The Comprehensive and Progressive Agreement for Trans-Pacific Partnership (CPTPP) was recently ratified by Australia, Canada, Japan, Mexico, New Zealand, and Singapore. This multilateral trade agreement went into force for those countries on December 30, 2018. Vietnam also officially entered this agreement on January 14, 2019.
Additional signatories to CPTPP are Brunei, Chile, Malaysia, and Peru, but these countries have not yet ratified the agreement. When all 11 nations have joined, CPTPP will cover economies representing around 16 percent of global economic output and over 500 million people. “It will be interesting to see how our customers choose to use this new FTA for trade flows covered by existing bilateral or trilateral FTAs, such as NAFTA or the Mexico-Japan FTA.” says Dan Colosimo, project manager with MIC.
CPTPP includes reduced tariffs and lowered trade barriers for its member nations and is designed around higher standards for human rights, labor practices, and environmental standards.
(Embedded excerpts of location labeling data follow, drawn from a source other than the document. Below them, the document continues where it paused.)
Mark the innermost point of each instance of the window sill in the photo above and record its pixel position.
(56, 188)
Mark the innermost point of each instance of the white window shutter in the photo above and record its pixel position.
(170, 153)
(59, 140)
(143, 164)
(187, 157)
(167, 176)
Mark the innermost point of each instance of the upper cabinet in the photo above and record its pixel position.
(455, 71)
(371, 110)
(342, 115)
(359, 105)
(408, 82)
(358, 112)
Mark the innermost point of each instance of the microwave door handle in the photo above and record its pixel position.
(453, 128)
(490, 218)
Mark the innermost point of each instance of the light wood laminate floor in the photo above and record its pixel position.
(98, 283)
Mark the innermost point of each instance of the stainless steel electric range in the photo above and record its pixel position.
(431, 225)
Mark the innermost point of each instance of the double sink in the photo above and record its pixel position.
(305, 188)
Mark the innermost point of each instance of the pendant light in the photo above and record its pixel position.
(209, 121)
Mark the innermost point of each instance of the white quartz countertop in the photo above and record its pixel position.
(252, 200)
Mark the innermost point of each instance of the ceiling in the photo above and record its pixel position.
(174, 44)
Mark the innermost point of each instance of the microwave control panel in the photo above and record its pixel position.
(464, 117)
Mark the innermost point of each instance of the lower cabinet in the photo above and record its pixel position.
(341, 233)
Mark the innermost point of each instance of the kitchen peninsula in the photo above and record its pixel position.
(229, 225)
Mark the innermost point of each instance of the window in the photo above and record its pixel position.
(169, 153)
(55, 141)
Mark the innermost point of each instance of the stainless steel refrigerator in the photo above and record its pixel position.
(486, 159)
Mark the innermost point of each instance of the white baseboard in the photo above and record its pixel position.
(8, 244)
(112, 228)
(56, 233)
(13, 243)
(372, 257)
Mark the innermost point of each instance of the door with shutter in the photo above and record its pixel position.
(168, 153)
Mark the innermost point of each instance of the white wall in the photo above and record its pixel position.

The United States was part of the original agreement, known then simply as the Trans-Pacific Partnership (TPP), as a countermeasure to China’s increasing influence in the region. However, in 2016 the U.S. officially withdrew from the TPP, effectively ending that version of the agreement. The remaining countries then revived the deal, removed some provisions, and established the current version of the agreement under the name CPTPP.
MIC has been following these developments and will offer a CPTPP trade agreement and trade content in its Origin Calculation System (OCS) software module.